Le serpent se penche sur le jeune homme. Ses yeux sont ouverts sur le vide, pleurant du sang maudit. Sa bouche est figée dans un rictus de douleur insoutenable tandis que son thorax est déchiré de part en part pour permettre l’accès à sa cage thoracique et à son cœur. Celui-ci a disparu. Le serpent n’a pas envie d’être à nouveau enfermé dans une prison quelconque, bien qu’elle soit cette fois faite de chair ; mais il n’a pas le choix. Il a besoin d’un véritable corps. Au vu du désastre actuel, le cycle de réincarnation sera brisé. S’il veut acquérir un vaisseau, ce sera celui-là et pas un autre.
Il ferme les yeux puis plonge.
Djéser hurle.
Djéser, fils de pharaon, le cadet, le mal-aimé, le rejeté, celui qui apporte la lumière à tous, celui qui n’avait qu’un seul ami-- hurle.
Il crache son désespoir entre deux sanglots, s’étrangle presque en se prenant la gorge, laisserait des traces sanglantes sur sa peau s’il n’était pas barricadé au fin fond de son esprit. Parce qu’il est une âme du soleil, il est encore là même après qu’on lui ait arraché un organe vital. Il reste une minuscule part de lui, une flamme prête à s’éteindre. C’est un enfant.
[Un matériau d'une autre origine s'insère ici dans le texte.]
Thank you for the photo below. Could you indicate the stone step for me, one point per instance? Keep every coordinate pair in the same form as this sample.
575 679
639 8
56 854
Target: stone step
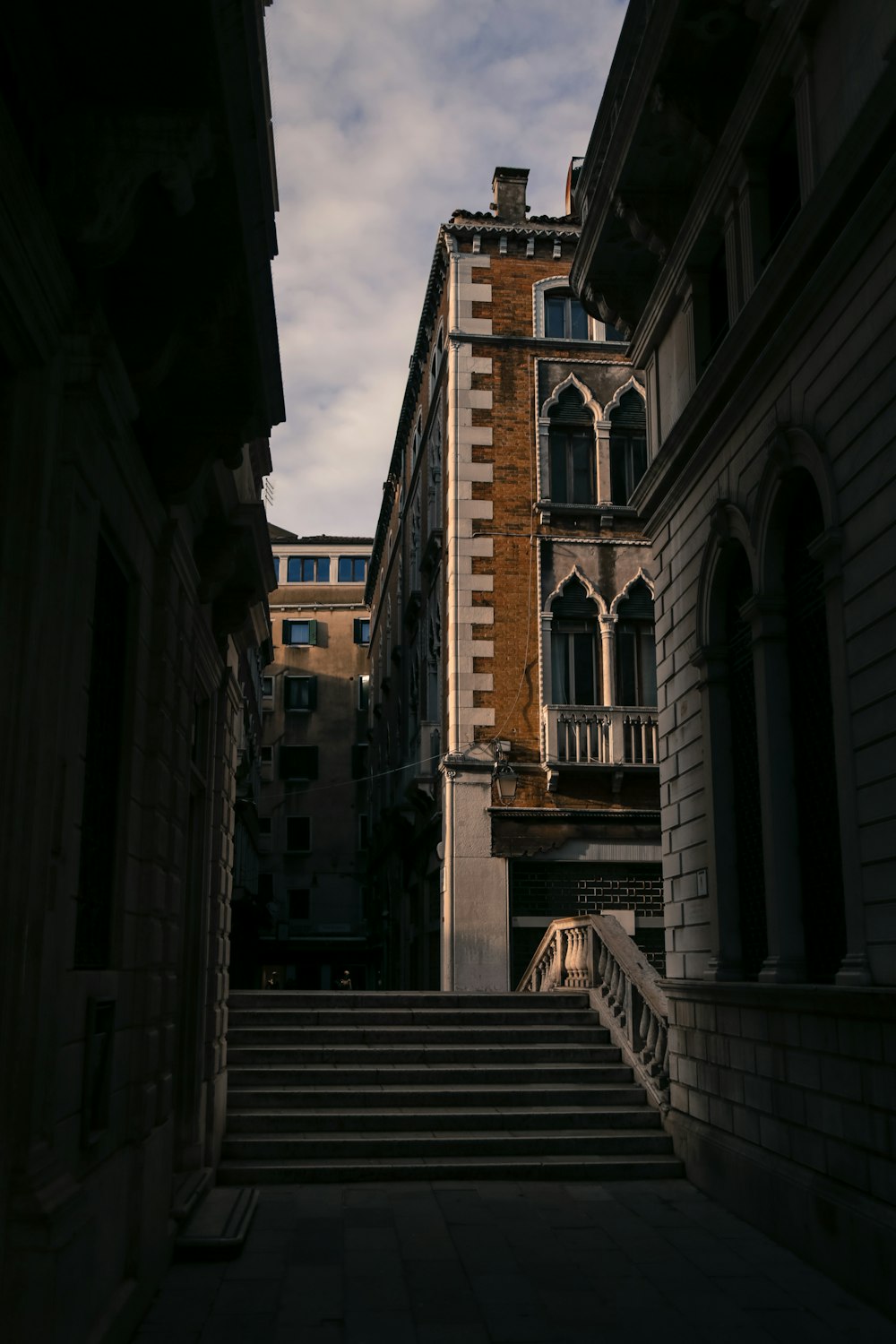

Minuscule, pleurant toutes les larmes de son corps, un grain de poussière comparé au serpent qui est né en même temps que l’univers et s’éteindra avec lui.
Djéser est prostré mais il tend les mains vers le serpent. Les larmes de sang continuent de couler sur ses joues et ses cris se sont transformés en supplique.
Aidez-moi… Vengez-moi… Faites que la douleur s’arrête !...
Le serpent tend la main et Djéser s’y accroche désespérément. Il sanglote. Il se laisse emporter. Quand le corps se relève, le jeune prince sort de sa mort pour massacrer les prêtres. Les têtes volent. Les abdomens s’ouvrent pour déverser leurs boyaux. Djéser n’y réagit pas. Il ne peut pas. Sa douleur, étrange écho de celle du serpent, l’a englouti tout entier. Il maudit toujours le culte d’Amon, et son père, et Imhotep, telle une litanie. Puis il frappe le jeune prêtre qui vient d’arriver au temple. La marée de sang monte jusqu’au niveau de leurs genoux. Les jeunes gens s’agitent mais le serpent sent l’énergie de Djéser vaciller. Il en a assez vu.
Calme-toi, Djéser. Oui, je sais, tu es ivre de chagrin… Tu as perdu tes illusions. Mais ne t’inquiète pas, je prends le relais.
Djéser passe sa main sur son visage et Apophis s’éveille. Il sourit. Non pas parce qu’il est heureux d’être en vie, mais parce qu’il a l’opportunité d’amener la mort pour tous-- l’Ennéade, les humains, le monde entier et lui-même. Il a envie de commencer par le jeune prêtre en face de lui mais il remarque immédiatement son visage.
Même s’ils ne se sont jamais rencontrés, il pourrait le reconnaître entre mille. Il ment à Imhotep tout en regardant droit dans les yeux celui se tient par-dessus son épaule, invisible aux yeux des mortels. C’est à lui qu’il s’adresse. C’est à lui qu’il va donner une dernière chance. Sinon, cette première rencontre sera aussi la dernière.